Dans l’« Inventaire des reliques de Notre-Dame de Troyes », rédigé en janvier 1664, il avait signalé « Un bras d’argent où il y a un fragment du bras de saint Liébaut, abbé ».
Le culte de saint Liébaut était donc intronisé dans la liturgie diocésaine.
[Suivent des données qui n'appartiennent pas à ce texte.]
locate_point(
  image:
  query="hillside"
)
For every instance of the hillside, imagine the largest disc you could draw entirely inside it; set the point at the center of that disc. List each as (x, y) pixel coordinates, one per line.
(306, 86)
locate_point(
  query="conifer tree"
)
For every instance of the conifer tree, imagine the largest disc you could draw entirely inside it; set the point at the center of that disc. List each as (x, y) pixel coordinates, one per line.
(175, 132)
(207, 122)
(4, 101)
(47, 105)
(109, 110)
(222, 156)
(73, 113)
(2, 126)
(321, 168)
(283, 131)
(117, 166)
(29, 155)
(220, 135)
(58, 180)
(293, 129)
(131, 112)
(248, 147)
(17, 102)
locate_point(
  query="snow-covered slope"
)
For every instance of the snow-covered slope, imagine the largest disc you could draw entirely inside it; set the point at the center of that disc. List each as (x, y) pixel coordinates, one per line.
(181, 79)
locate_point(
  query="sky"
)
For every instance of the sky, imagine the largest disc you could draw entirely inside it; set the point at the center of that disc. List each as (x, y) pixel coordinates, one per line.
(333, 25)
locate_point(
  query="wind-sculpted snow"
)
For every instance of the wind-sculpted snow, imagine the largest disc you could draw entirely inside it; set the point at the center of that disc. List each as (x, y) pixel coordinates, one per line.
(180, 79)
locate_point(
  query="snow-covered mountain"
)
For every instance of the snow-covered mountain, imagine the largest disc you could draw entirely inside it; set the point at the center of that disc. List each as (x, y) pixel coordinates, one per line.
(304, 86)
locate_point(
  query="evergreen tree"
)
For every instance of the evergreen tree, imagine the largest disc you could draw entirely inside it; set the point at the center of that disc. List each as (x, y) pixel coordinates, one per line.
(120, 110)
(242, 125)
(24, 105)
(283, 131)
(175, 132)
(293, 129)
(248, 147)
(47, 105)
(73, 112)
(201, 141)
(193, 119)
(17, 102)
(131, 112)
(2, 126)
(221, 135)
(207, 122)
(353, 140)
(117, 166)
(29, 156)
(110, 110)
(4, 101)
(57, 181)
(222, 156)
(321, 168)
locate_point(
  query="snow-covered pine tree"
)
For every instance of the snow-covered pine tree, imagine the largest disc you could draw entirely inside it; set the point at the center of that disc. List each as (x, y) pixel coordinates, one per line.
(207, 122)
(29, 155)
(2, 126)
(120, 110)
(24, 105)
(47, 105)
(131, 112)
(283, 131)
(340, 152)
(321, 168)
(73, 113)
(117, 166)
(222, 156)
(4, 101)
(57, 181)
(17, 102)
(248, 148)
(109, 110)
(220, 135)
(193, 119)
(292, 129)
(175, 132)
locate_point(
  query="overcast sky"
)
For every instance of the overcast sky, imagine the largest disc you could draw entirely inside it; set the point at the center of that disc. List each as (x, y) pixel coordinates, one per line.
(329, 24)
Mais cette gloire fut éphémère, car, en 1652, François Malier du Houssay (1641-1675), évêque de Troyes, ayant réformé l’ancien Bréviaire Troyen d’après les Rubriques et le Calendrier du Bréviaire Romain, le nouveau saint Liébaut, abbé, fut exclu du Propre des Saints de Troyes, et rayé du martyrologue Troyen, réformé en 1688 par Denis-François Bouthiller de Chavigny, évêque de Troyes (1678-1697).
Les ecclésiastiques qui ont confectionné le Bréviaire Troyen imprimé en 1829 et réimprimé en 1840, ont cru devoir réprouver l’opinion de la commission liturgique de 1652 et 1688 pour adopter celle de Desguerrois, et, en conséquence, ils ont réintégré dans le Calendrier diocésain la fête de saint Liébaut, abbé, au 11 août.
22 ans plus tard, en 1847, lorsque le diocèse de Troyes reprit la Liturgie Romaine, qu’il avait abandonnée en 1718, le saint Liébaut, abbé, fut écarté et disparut de notre Liturgie diocésaine.